Avant de conclure, reconnaissons tous ensemble l’importance patrimoniale de cette maison qui, même si elle n’est pas citée patrimoniale, a tout de même une importance historique. Le conseil local du patrimoine, la Fédération Histoire Québec et notre société d’histoire, via notamment l’expert en patrimoine bâti Pierre Gadbois, nous rappellent que cette maison au style « vernaculaire états-unien », construite vers 1890, possède « une valeur historique indéniable qu’il ne faut pas perdre au Vieux-Belœil », rapportait notre journaliste dans la dernière livraison de L’ŒIL. La maison du Bedeau a abrité tous les sacristains de la paroisse Saint-Matthieu pendant 140 ans.

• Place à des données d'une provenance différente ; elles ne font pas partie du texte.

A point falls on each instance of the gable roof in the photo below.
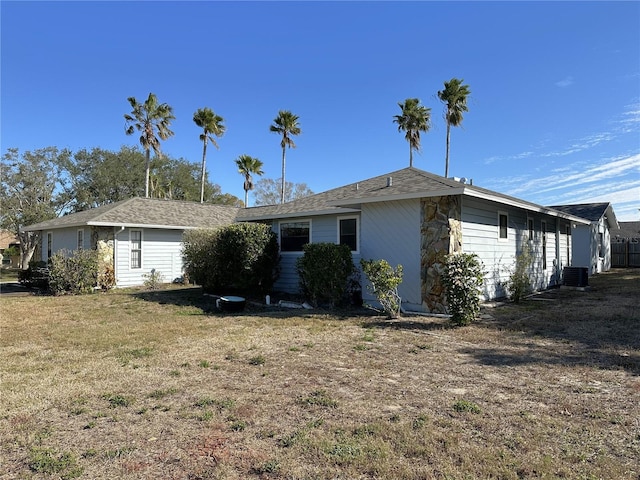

Devant la demande de démolition, les partisans du patrimoine proposent plutôt une restauration.

Ils ont bien sûr raison.

Mais les nouveaux propriétaires de la maison, les mêmes propriétaires que le restaurant Janick, voisin du bâtiment, ont aussi raison. L’état de la maison est lamentable et son état de dégradation impose une démolition, surtout si on veut respecter les normes de sécurité nécessaires pour l’ouverture d’un restaurant. Au moment d’écrire ces lignes, les élus penchaient donc vers cette option, mais un revirement était toujours possible. Une décision difficile, certes, et qui semble aller à l’encontre du discours des élus de vouloir préserver le patrimoine bâti. Mais dans le réel, la situation est plus complexe que d’opposer l’histoire au contemporain; et les élus ne sont quand même pas responsables de la dégradation de la maison.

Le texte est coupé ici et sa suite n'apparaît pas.